What is it like, how are you, how long was the wait before your first mission, what are you studying up there, can we see this morning’s experiments, can we see out the cupola, can we see what you usually eat for breakfast? !

Mission Specialist Kat Rigani and Lieutenant Brad Anders had questions for us, too, but they were likely just being polite.

Kat and Brad were both aquastronauts; they had lived both in space and underwater, in our very own hab.

They had assembled coral trees in a nursery on the ocean floor.

They had showered on the wet porch and peed behind the shower curtain. They had slept in our beds.

Before Tom closed the connection, Kat and Brad turned their camera toward Earth below them.

Toward the Atlantic Ocean, where they zoomed in.

Toward the Florida Keys, toward us. It threw me.

Them looking at us, us looking at them. All the blue.

Nadia grabbed my hand suddenly, and I breathed in sharply, in happy surprise.

She let go. Aziz clapped a hand on my shoulder from behind.

I imagined Kat and Brad looking down at us, not through the video chat, but from the cupola, with its windows down to Earth.

But we were on NASA TV, too, streaming live.

Even though I hadn’t known ahead to warn my mother, I hoped she’d been following the mission’s Facebook account for updates like this.

She’d taken to social media to follow my sister, so there was a chance she was watching us now.

After Hawai’i, I’d realized how much I missed her. How much I missed my whole family! But I was the reason the police had deployed water hoses, on my own sister and niece. Now that I might want to go home, I couldn’t.

I leaned in to the computer monitor, past Kat and Brad. Through their window and down to Earth, to Oklahoma.

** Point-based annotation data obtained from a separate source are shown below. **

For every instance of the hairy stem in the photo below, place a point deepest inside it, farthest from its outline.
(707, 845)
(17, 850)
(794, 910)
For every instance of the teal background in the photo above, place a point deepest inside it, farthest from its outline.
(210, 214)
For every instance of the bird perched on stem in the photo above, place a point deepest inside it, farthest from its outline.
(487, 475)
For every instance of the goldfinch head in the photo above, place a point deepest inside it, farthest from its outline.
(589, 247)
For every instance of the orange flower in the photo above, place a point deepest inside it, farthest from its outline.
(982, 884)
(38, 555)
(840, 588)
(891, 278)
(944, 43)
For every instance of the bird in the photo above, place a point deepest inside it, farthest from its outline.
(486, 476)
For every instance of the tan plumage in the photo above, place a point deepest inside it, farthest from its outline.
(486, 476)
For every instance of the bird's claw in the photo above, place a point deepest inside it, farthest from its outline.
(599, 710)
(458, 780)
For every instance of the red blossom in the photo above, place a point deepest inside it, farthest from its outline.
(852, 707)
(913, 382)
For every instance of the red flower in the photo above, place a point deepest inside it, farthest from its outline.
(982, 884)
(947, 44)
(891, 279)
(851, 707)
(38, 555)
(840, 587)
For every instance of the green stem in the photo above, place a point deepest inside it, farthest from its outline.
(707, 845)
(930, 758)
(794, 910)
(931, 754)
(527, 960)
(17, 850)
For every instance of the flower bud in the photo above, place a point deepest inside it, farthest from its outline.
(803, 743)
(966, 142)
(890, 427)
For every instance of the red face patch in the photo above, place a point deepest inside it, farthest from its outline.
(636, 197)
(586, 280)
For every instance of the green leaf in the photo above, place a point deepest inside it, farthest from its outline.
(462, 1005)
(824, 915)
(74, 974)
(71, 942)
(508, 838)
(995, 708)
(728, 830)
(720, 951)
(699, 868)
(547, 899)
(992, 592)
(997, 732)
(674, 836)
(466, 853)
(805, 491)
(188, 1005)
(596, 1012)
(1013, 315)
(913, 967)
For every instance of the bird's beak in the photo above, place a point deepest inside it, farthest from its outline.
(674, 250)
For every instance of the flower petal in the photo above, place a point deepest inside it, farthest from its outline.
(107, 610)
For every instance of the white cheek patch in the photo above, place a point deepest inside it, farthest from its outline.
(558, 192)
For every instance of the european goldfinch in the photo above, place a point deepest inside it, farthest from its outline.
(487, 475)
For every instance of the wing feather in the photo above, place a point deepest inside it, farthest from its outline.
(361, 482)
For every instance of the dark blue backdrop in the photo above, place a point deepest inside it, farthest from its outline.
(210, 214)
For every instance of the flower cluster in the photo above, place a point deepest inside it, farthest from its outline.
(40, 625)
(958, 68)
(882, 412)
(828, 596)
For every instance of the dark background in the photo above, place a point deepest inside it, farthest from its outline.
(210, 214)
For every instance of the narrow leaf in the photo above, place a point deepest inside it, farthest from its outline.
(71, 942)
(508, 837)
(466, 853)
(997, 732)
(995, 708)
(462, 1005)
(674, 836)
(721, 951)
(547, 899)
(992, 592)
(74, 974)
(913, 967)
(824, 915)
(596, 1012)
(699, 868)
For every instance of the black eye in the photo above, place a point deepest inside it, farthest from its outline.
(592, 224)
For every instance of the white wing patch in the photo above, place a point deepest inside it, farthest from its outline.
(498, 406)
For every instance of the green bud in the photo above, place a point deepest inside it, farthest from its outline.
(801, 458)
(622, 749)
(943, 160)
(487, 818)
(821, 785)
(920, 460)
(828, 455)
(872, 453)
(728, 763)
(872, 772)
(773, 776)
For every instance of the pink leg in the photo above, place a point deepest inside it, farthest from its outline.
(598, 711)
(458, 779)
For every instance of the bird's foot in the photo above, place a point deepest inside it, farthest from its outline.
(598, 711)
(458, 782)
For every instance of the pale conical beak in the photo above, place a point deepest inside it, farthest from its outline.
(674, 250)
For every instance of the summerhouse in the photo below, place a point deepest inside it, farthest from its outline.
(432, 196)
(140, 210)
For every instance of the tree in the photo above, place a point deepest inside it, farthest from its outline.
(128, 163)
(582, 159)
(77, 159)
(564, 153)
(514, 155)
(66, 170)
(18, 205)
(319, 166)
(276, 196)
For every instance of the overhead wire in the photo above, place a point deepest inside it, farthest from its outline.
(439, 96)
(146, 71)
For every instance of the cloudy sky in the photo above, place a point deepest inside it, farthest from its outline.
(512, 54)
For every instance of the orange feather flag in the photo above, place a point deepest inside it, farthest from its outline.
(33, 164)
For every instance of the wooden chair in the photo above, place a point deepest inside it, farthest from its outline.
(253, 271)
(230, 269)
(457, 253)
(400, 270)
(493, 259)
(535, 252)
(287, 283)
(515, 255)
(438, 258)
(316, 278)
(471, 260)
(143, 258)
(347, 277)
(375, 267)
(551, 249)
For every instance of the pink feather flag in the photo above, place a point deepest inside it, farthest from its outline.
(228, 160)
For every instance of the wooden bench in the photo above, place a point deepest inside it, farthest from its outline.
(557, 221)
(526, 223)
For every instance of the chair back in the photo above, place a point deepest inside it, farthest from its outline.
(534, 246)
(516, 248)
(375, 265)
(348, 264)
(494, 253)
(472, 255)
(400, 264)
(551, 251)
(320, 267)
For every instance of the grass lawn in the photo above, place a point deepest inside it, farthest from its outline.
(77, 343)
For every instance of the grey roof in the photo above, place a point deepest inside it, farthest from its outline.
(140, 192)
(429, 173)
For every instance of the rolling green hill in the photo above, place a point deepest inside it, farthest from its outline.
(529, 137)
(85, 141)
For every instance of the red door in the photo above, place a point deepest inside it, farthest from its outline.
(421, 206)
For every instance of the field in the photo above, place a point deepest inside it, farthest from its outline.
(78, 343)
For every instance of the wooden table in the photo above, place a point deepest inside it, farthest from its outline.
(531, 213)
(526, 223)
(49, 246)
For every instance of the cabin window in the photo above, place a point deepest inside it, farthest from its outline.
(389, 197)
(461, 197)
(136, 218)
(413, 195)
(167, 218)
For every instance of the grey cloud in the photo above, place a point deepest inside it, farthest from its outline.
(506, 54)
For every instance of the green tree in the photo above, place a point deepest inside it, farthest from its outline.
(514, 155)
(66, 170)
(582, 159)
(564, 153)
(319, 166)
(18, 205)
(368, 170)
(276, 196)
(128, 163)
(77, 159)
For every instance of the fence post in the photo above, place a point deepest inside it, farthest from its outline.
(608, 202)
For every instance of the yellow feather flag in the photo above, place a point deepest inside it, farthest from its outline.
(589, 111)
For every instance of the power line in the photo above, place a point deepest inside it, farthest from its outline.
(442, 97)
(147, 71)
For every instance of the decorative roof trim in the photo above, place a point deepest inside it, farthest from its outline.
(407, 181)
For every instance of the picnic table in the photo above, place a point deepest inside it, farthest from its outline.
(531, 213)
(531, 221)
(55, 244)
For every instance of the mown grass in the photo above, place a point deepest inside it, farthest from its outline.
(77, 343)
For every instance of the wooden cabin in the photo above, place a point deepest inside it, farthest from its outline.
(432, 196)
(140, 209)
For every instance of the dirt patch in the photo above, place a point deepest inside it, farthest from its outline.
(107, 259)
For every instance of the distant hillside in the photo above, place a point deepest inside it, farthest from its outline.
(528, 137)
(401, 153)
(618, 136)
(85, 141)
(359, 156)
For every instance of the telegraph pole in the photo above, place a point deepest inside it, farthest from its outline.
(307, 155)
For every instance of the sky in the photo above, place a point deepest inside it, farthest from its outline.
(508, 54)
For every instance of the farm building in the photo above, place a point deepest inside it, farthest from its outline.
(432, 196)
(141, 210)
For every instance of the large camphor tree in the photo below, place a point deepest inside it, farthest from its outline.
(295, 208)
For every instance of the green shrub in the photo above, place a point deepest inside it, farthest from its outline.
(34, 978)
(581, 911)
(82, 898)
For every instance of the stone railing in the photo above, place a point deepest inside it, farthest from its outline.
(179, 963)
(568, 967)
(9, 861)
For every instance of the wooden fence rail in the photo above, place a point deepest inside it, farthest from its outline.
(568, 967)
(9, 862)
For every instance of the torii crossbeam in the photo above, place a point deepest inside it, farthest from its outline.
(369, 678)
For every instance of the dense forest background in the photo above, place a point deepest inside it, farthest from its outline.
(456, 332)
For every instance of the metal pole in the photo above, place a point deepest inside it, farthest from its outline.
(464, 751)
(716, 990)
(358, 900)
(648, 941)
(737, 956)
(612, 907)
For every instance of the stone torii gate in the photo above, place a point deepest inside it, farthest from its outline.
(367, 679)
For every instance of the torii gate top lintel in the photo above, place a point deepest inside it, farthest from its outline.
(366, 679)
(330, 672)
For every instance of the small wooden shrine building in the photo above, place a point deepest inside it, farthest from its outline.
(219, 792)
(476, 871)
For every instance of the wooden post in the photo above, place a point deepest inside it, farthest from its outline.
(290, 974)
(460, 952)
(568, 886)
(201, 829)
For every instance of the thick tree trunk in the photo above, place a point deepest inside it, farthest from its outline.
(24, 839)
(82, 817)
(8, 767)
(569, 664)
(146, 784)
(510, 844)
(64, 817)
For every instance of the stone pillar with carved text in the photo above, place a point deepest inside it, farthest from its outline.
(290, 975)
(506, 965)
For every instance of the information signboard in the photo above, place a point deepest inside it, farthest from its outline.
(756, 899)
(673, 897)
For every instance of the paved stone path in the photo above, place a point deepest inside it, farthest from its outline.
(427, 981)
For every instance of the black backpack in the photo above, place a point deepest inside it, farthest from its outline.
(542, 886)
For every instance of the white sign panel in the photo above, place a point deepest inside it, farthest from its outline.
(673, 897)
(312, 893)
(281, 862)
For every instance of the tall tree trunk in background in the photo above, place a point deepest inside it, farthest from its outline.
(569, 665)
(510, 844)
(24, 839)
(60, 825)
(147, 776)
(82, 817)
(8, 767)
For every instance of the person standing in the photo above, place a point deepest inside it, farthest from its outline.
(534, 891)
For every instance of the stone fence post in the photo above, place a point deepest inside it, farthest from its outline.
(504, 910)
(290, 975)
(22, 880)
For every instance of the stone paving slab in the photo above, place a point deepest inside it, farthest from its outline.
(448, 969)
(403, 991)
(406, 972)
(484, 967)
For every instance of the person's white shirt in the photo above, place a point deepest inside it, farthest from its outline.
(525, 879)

Two days later I suspected I’d feel differently. Maybe I’d heave myself up to the wet porch after a six-hour research dive in murky, pre-storm waters—cold and sore and exhausted, and so jealous of Kat and Brad doing summersaults in space I could scream.

But in that moment, space looking at sea, sea looking at space, fish flying past our window, the screen blue, and then black, and then stars, I thought I might make it. I felt close to space, even when I’d never been farther.